Wednesday, September 14, 2022

Day 11 - into the dreaded week 3

The 'dreaded' week 3 - most people say things go downhill quite rapidly from around week 3 or 4 so I am now braced for the worst. Today I’ve been going through lots of different scenarios in my head about how much of the radiotherapy I have left to endure. I’ve sliced and diced it every way possible to try to come up with a view that feels shorter and more hopeful. I have counted how many Mondays I’ve got (4). I’ve counted how many Wednesdays I’ve got (3), because having started treatment on a Tuesday, I now have fewer Wednesdays than Mondays or Tuesdays – that’s a more promising way to view it for a start (me over analysing?! never!). Next Tuesday I will hit the halfway mark, which means from next Wednesday I will be counting down to the finish rather than counting up to the half way point - also something to look forward to. While I find it helpful to try to frame it in a way that feels manageable, sadly the bottom line is that I can’t mould time to suit my needs, nor can I change it so that I have fewer days left than I have already done. That time will come, but it’s not yet. 11 days done, 19 to go.

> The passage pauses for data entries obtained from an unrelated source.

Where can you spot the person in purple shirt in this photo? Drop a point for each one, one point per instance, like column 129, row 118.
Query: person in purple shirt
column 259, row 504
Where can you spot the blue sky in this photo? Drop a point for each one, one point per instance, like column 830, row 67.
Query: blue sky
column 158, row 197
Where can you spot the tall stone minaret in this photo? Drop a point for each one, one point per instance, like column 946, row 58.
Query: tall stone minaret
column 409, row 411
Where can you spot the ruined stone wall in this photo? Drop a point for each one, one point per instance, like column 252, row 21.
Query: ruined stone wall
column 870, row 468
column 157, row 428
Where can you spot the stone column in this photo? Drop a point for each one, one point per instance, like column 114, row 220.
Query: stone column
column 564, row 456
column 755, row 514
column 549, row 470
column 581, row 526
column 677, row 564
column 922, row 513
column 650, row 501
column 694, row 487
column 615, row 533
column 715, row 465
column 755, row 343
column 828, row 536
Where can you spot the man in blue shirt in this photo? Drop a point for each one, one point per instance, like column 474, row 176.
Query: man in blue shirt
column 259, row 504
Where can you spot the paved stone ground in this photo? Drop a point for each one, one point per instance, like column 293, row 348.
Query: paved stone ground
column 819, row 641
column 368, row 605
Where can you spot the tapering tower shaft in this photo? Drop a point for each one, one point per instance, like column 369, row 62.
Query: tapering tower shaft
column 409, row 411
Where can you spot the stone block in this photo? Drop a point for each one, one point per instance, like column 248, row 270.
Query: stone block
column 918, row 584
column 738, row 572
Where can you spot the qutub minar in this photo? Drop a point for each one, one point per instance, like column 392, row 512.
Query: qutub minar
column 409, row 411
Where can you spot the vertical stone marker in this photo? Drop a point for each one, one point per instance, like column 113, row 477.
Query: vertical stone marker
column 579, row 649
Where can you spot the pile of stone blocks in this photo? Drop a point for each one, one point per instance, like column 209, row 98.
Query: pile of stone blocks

I’m also pleased to report that the new anti-sickness pills are really doing a great job. Not only are they stopping me from feeling sick, but I have found they also help me sleep too. Last night I took one before bed and, where I would normally toss and turn for hours on end thinking about cancer and therapy and other such thoughts that torment me in the middle of the night, last night I fell straight asleep and didn’t wake again until my alarm rudely went off. Result! I wonder if I can keep taking these after I finish treatment?! The downside is that they also make me feel a bit drowsy during the daytime so I spent a good chunk of this afternoon on the sofa, but that could also just be radiotherapy fatigue. It all blurs into one great big blob of rubbishness.

The mask part seems to be getting easier too, or at least, I am getting better at focusing my mind. Today’s music choice was Queen so I was rocking the mask to ‘Don’t Stop Me Now’ followed by ‘Radio Gaga’ and hilariously ‘I Want to Break Free’ – made me chuckle as they were unbolting me for that one.

I am still managing to eat well, although rice was tricky this evening. I feel as though I have gone back to around 4 weeks post-surgery as my ability to eat is similar to that time. So far I definitely have not lost any weight, which is a very good thing, as every day that I manage to eat is a day further away from the feeding tube. If anything, I have probably gained weight because I am eating as though my life depends upon it – full meals with puddings and snacks in between. I am so afraid of losing my sense of taste that I feel obliged to eat everything I love now just in case I can’t taste it tomorrow! I don’t think that’s how I should be doing it, but it’s not doing any harm just yet. I might be in trouble if my sense of taste stays after all though!